Tuesday, February 17th, 2009

The economic forecast for 2009 is bleak, although it’s possible that recovery will begin mid-year. This is the opinion of William Strauss and Rick Mattoon, senior economists with the Federal Reserve Bank of Chicago. “We are predicting that 2008 will yield real GDP of 0.2 percent and that 2009 will be 0.7 percent,” Strauss said. “This will be the slowest two-year growth period since 1981 – 1982, an 18-month recession that will be deeper than the 2000 and 1990 – 1991 recessions.”

Although some economists believe that the unemployment rate will hit double digits this year, Strauss and Mattoon optimistically predict that it will level off at approximately nine percent. Real income growth will be flat, and might even decline. The key to recovery is a thaw in the credit markets so that their performance improves.

Trade is holding its own; exports are still in positive territory. Strauss warns, however, that exports can’t be relied upon to drive to the economy, because the global recession means that foreign buyers will purchase less than they previously did.

Given their relative optimism, I wonder if Strauss and Mattoon agree with President Obama, who warned that failure to pass his $800 billion economic recovery package “could turn a crisis into a catastrophe”? Considering the bad review that Wall Street gave to Treasury Secretary Geithner’s preliminary plans for the use of the remaining $350 million of TARP money, it will be interesting to see how the markets react to the House-Senate conference committee’s compromise bill.

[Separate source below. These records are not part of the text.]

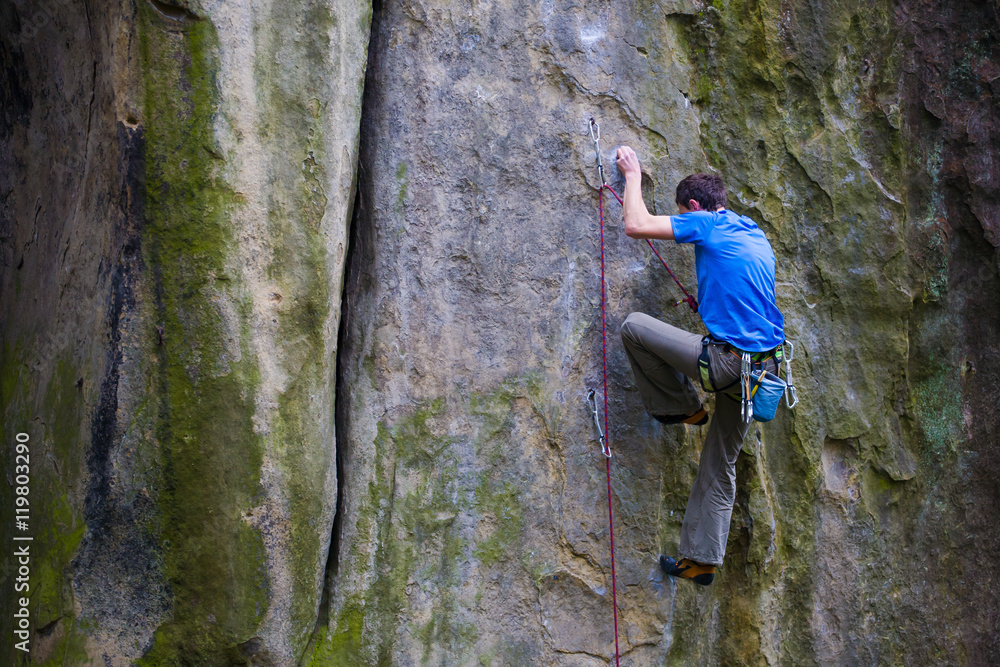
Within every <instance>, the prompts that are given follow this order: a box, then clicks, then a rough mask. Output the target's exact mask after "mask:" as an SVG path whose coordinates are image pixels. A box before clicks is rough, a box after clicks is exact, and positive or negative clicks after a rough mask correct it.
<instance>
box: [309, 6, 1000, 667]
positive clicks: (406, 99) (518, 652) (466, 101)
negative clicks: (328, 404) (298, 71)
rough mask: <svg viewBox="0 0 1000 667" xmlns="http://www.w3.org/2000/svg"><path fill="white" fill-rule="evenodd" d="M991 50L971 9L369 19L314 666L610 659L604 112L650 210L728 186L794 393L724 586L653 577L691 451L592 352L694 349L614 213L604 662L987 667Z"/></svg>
mask: <svg viewBox="0 0 1000 667" xmlns="http://www.w3.org/2000/svg"><path fill="white" fill-rule="evenodd" d="M997 27H998V21H997V14H996V6H995V4H987V3H982V4H975V5H972V4H969V5H965V4H960V5H954V6H953V5H948V6H945V5H943V4H933V3H925V2H917V1H914V2H902V3H889V2H838V3H832V2H831V3H826V2H780V3H779V2H767V1H765V2H730V3H713V4H708V3H692V2H643V3H618V2H610V3H609V2H603V3H590V4H586V3H585V4H582V5H581V4H578V3H568V2H546V3H540V4H539V3H522V2H500V1H497V2H472V3H468V2H435V3H430V2H398V3H397V2H387V3H384V4H382V5H381V6H380V7H379V8H378V9H377V11H376V13H375V21H374V26H373V34H372V47H371V54H370V59H369V70H368V82H367V85H366V101H365V110H364V120H363V139H362V145H363V146H362V152H361V163H360V177H359V183H360V190H359V199H358V201H359V203H358V206H357V207H356V216H357V218H356V223H355V225H354V230H355V236H354V240H353V242H352V243H353V246H352V247H353V249H352V251H351V259H350V267H351V268H350V270H349V278H348V282H347V289H346V294H345V312H346V313H347V319H346V328H345V332H346V335H345V337H344V341H343V348H342V361H341V368H340V371H339V372H340V386H341V387H342V391H341V392H340V393H339V396H340V401H341V404H340V408H339V409H338V415H340V419H342V420H343V421H342V422H341V426H340V428H341V431H340V434H341V438H342V446H343V447H344V449H345V452H344V457H343V463H344V473H345V474H344V479H343V481H344V503H343V510H342V511H343V515H342V516H341V517H340V519H339V520H338V523H339V531H338V532H339V535H340V537H339V547H338V549H337V552H336V553H335V554H334V556H336V558H337V562H336V569H335V575H336V576H335V580H334V583H333V596H332V598H331V599H332V607H331V611H330V619H329V628H328V632H327V633H326V636H324V637H321V638H320V641H319V642H318V643H317V648H316V651H315V654H314V664H357V663H365V664H423V663H428V662H429V663H433V664H552V665H562V664H565V665H590V664H593V665H599V664H607V661H608V660H609V659H610V657H611V656H612V652H613V641H612V634H611V632H612V627H611V624H612V613H611V599H610V597H611V596H610V592H609V591H610V588H611V586H610V579H609V577H610V563H609V554H608V531H607V514H606V508H605V506H604V503H605V497H604V493H605V491H604V479H603V477H604V465H603V459H602V458H601V456H600V454H599V450H598V446H597V443H596V439H595V436H596V433H595V432H594V429H593V424H592V421H591V418H590V415H589V414H588V412H587V409H586V407H585V395H586V391H587V389H588V387H597V386H598V385H599V382H600V331H599V328H598V327H599V317H598V311H597V307H598V299H599V275H600V267H599V265H598V263H597V257H598V248H597V243H598V241H597V227H596V223H597V211H596V191H595V186H596V184H597V183H596V180H595V169H594V154H593V150H592V144H591V142H590V137H589V136H588V134H587V121H588V118H589V117H591V116H595V117H596V118H597V119H598V120H599V121H600V122H601V125H602V130H603V134H604V146H605V148H606V151H605V155H604V159H605V163H606V164H611V163H612V158H611V156H612V151H611V145H612V144H615V143H628V144H630V145H632V146H635V147H637V148H638V150H639V153H640V156H641V157H642V159H643V164H644V167H645V170H646V172H647V174H648V179H647V181H646V183H645V190H646V193H647V195H648V198H649V199H651V200H652V201H653V202H654V204H655V207H656V209H657V210H658V211H659V212H671V211H673V209H674V207H673V203H672V199H673V197H672V195H673V188H674V185H675V184H676V182H677V180H678V179H679V178H680V177H681V176H683V175H684V174H685V173H689V172H691V171H694V170H715V171H718V172H719V173H721V174H723V175H724V177H725V178H726V181H727V183H728V184H729V187H730V203H731V207H732V208H733V209H734V210H737V211H739V212H741V213H746V214H748V215H750V216H752V217H753V218H754V219H756V220H758V221H759V223H760V224H761V226H762V227H763V229H764V230H765V232H766V233H767V234H768V236H769V238H770V239H771V240H772V243H773V245H774V247H775V250H776V253H777V256H778V281H779V285H778V292H779V302H780V306H781V308H782V310H783V311H784V313H785V315H786V322H787V332H788V335H789V338H791V339H792V340H794V341H796V342H797V344H798V345H797V348H796V360H795V370H796V376H797V379H798V385H799V390H800V394H801V396H802V403H801V404H800V406H799V407H798V408H797V409H796V411H795V412H794V413H789V412H788V411H782V412H781V414H780V416H779V417H778V419H777V420H776V421H775V422H773V423H771V424H768V425H765V426H762V427H758V428H756V432H755V433H754V434H753V435H752V436H751V437H750V438H748V442H747V445H746V447H745V452H744V455H743V456H742V457H741V459H740V463H739V469H738V474H739V492H738V496H739V497H738V502H737V507H736V511H735V512H734V516H733V530H732V532H731V534H730V545H729V553H728V555H727V564H726V567H725V568H724V569H723V571H722V574H721V576H720V577H719V579H718V581H717V583H716V584H714V585H713V586H712V588H711V589H709V590H694V588H695V587H693V586H688V587H685V586H683V585H681V586H679V587H675V586H674V585H673V584H672V583H670V582H667V583H662V582H661V581H660V580H659V579H660V578H659V576H658V575H657V574H656V561H655V559H656V555H657V554H658V553H660V552H662V551H666V552H670V551H672V550H673V549H675V547H676V541H677V539H678V534H679V526H680V521H681V517H682V514H683V510H684V505H685V502H686V498H687V493H688V489H689V488H690V482H691V479H692V477H693V474H694V470H695V465H696V461H697V454H698V447H699V445H700V441H701V438H702V437H703V431H700V430H699V429H696V428H685V427H672V428H663V427H661V426H659V425H657V424H656V423H655V422H653V421H652V420H651V419H650V418H649V417H648V416H646V415H644V414H643V412H642V410H641V406H640V404H639V400H638V396H637V394H636V392H635V388H634V385H633V383H632V378H631V376H630V372H629V369H628V365H627V363H626V360H625V357H624V353H623V350H622V348H621V346H620V343H619V342H618V340H617V336H616V335H615V334H616V329H617V324H618V323H620V322H621V321H622V320H623V319H624V317H625V316H626V315H627V314H628V313H629V312H630V311H632V310H642V311H646V312H650V313H652V314H654V315H658V316H661V317H663V318H665V319H667V320H669V321H671V322H674V323H676V324H678V325H680V326H683V327H689V328H692V329H695V330H701V328H700V323H699V322H698V321H697V320H696V319H695V318H693V317H692V315H691V314H690V313H688V312H687V311H684V310H681V309H674V308H672V307H671V304H672V302H673V301H674V300H675V299H676V298H677V297H678V295H677V294H676V290H675V288H674V287H673V285H672V283H671V281H670V280H669V278H668V277H667V276H666V275H665V274H664V273H663V272H662V271H661V270H660V269H659V268H658V267H657V263H656V261H655V260H652V261H651V260H650V257H649V255H648V251H647V250H645V246H644V245H643V244H641V243H636V242H633V241H630V240H629V239H627V238H626V237H625V236H624V235H623V234H622V232H621V228H620V226H619V225H618V224H612V226H611V228H610V229H609V232H608V239H607V243H608V253H609V257H610V264H609V266H608V276H609V284H610V293H609V304H610V311H611V322H612V336H613V337H612V340H611V348H610V356H611V383H612V384H611V388H610V394H611V396H610V398H611V404H612V410H613V416H612V420H611V421H612V432H611V436H612V443H613V447H614V450H615V458H614V467H613V479H612V487H613V495H614V507H615V511H616V513H617V514H616V516H617V525H616V544H617V546H618V563H617V565H618V588H619V596H620V597H619V603H620V610H621V622H620V627H621V634H622V645H623V651H624V652H625V654H626V656H627V657H626V660H625V662H626V664H632V665H645V664H663V663H669V664H692V663H695V664H715V663H724V664H737V663H739V664H757V663H782V664H802V663H812V662H819V663H824V664H830V663H833V664H853V663H863V664H872V663H906V664H922V663H927V662H948V661H957V662H961V663H967V664H982V663H984V662H990V661H994V660H996V659H997V657H998V651H1000V647H998V644H997V639H996V636H997V634H996V633H997V629H998V618H997V611H996V610H997V603H996V599H995V597H994V595H993V594H992V593H991V592H989V587H990V584H991V582H995V581H996V580H997V574H998V570H997V567H996V566H995V565H993V564H991V562H992V561H995V558H993V555H994V554H995V553H996V549H997V546H998V545H997V543H996V538H995V536H994V534H993V533H994V531H992V530H991V529H990V528H989V527H988V526H989V525H990V524H991V522H995V521H996V518H997V514H996V510H995V507H996V500H997V496H998V489H997V486H996V483H995V481H993V480H994V479H995V473H996V469H997V468H996V455H995V453H994V452H993V451H992V450H993V449H994V447H993V443H994V441H995V433H996V429H997V421H996V412H995V410H994V409H993V408H991V407H990V406H989V403H990V402H991V401H995V399H996V397H997V395H998V393H997V377H998V364H997V358H996V347H995V344H994V343H993V342H992V341H995V340H996V339H997V331H998V324H1000V323H998V314H997V309H996V303H997V294H998V289H1000V283H998V278H997V250H996V246H997V240H996V233H997V232H996V229H997V224H998V222H997V217H996V210H995V207H994V206H995V204H994V203H995V201H996V195H997V189H996V187H997V186H996V183H997V182H996V177H997V173H998V172H997V166H996V163H995V159H994V158H993V157H991V156H992V155H994V154H995V150H996V147H997V137H998V132H997V126H996V109H997V105H996V102H995V99H994V97H993V95H994V94H995V85H996V84H995V81H996V76H997V72H996V65H995V63H996V62H997V58H996V57H997V55H998V53H997V51H998V46H997V44H998V43H997V39H996V32H995V31H996V29H997ZM611 210H612V211H615V209H614V207H612V208H611ZM612 219H615V214H614V213H612ZM665 252H666V255H667V258H668V261H670V262H671V263H672V264H673V265H674V266H675V267H677V268H679V269H680V273H681V276H682V279H684V280H685V281H686V282H688V283H692V282H694V281H693V267H692V257H691V253H690V250H689V249H681V248H667V249H666V250H665ZM348 388H349V389H350V391H344V390H343V389H348Z"/></svg>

Anecdotal Federal Reserve “Beige Book” Observations

Monday, October 27th, 2008

As if we needed it, even more evidence attesting to the ongoing economic slowdown came to light recently.  According to a Federal Reserve Board report referenced on Market|Watch and known as the Beige Book, the slowdown in economic activity in late September.

Among the findings are:

  • Factory activity is slowing.
  • Non-financial services – typically the backbone of economic activity – are slowing.
  • There is evidence that loan quality has actually depreciated because bank customers have moved their money into accounts that have the safety of deposit insurance.
  • Inflation pressures eased slightly, particularly in the retail sector.
  • The single bright spot was agriculture; the 2008 harvest was a good one.

Named for its nondescript color, the Beige Book is published to update the Federal Reserve on economic conditions just before its October 28 – 29 policy meeting.  The Beige Book is a series of anecdotal reports collected by the 12 regional Federal Reserve banks that gauge the state of the economy.  Although of interest, it has little influence on policymakers who rely more heavily on government reports in making decisions.  Another interest-rate cut is an expected outcome of the upcoming meeting.